Getting good cost and operational information about courts is important when conducting cost-benefit studies, whether the studies focus on court-initiated activities like drug courts or initiatives like sentencing reforms, which also affect courts. What useful cost-benefit studies related to courts have you seen? What court-related cost-benefit studies do you think ought to be done?
Thus far, much of the best work has been done in a limited number of areas. First, people evaluated the costs, avoided costs, and benefits of drug courts, community courts like the Red Hook Community Justice Center in Brooklyn, and other problem-solving courts.
The second area of concentration has been in criminal dockets where methods are being sought to manage the high costs of incarceration and allocate scarce treatment resources; here, the Harris County Criminal Courts at Law in Texas come to mind. In that court, a business intelligence system produces reports that inform judges about which treatments—particularly residential treatment programs for alcoholism—will be most effective based on the characteristics of the defendant and the facts of the case. This is based on historical analytics that link prior adjudications to a defendant’s recidivism and criminal history.
In terms of the near future, I think the goal of all courts should be to link performance measurement, resource allocation, and cost data in a coherent management framework more broadly. The solution to improving performance is not always adding more resources and spending more; sometimes it is simply a matter of changing practices. This is why it is important to link the three elements together. Sometimes spending less, but spending it more effectively, produces better results.

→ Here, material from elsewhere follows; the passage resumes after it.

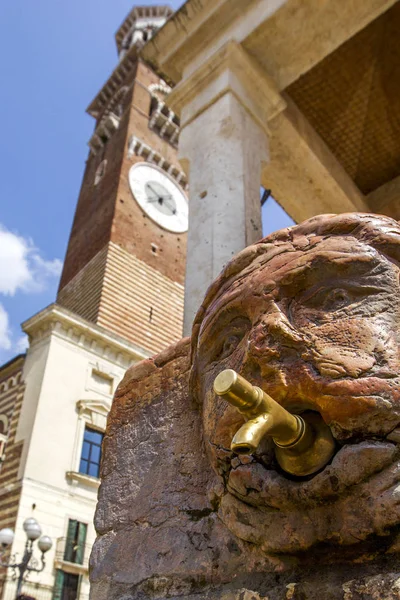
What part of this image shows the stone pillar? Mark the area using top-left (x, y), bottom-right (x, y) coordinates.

How did you get involved in this work?
I participated in the development of CourTools first as a researcher at the California Administrative Office of the Courts (AOC). We were working with the National Center for State Courts on workload assessment, and trying to link staff and judicial resources to budgets—and ultimately to court performance more broadly. At that time, the California AOC was exploring how to link performance to its measures of cost and workload. Unfortunately, due to a variety of factors, we were not able to complete this work. Later, I joined the NCSC and continued working with the team here to help state courts implement CourTools and to develop additional measures and tools for both trial and appellate courts.
For people who are interested in learning more about cost-benefit work [related to state courts], what resources do you recommend?
I think the recent Vera Institute of Justice publication A Guide to Calculating Justice-System Marginal Costs is a great place to start; it is well written and addresses technical issues in a practical and understandable way. For a different approach to modeling costs when actual expenditures are not known, people may want to read our work on modeling the costs of civil litigation.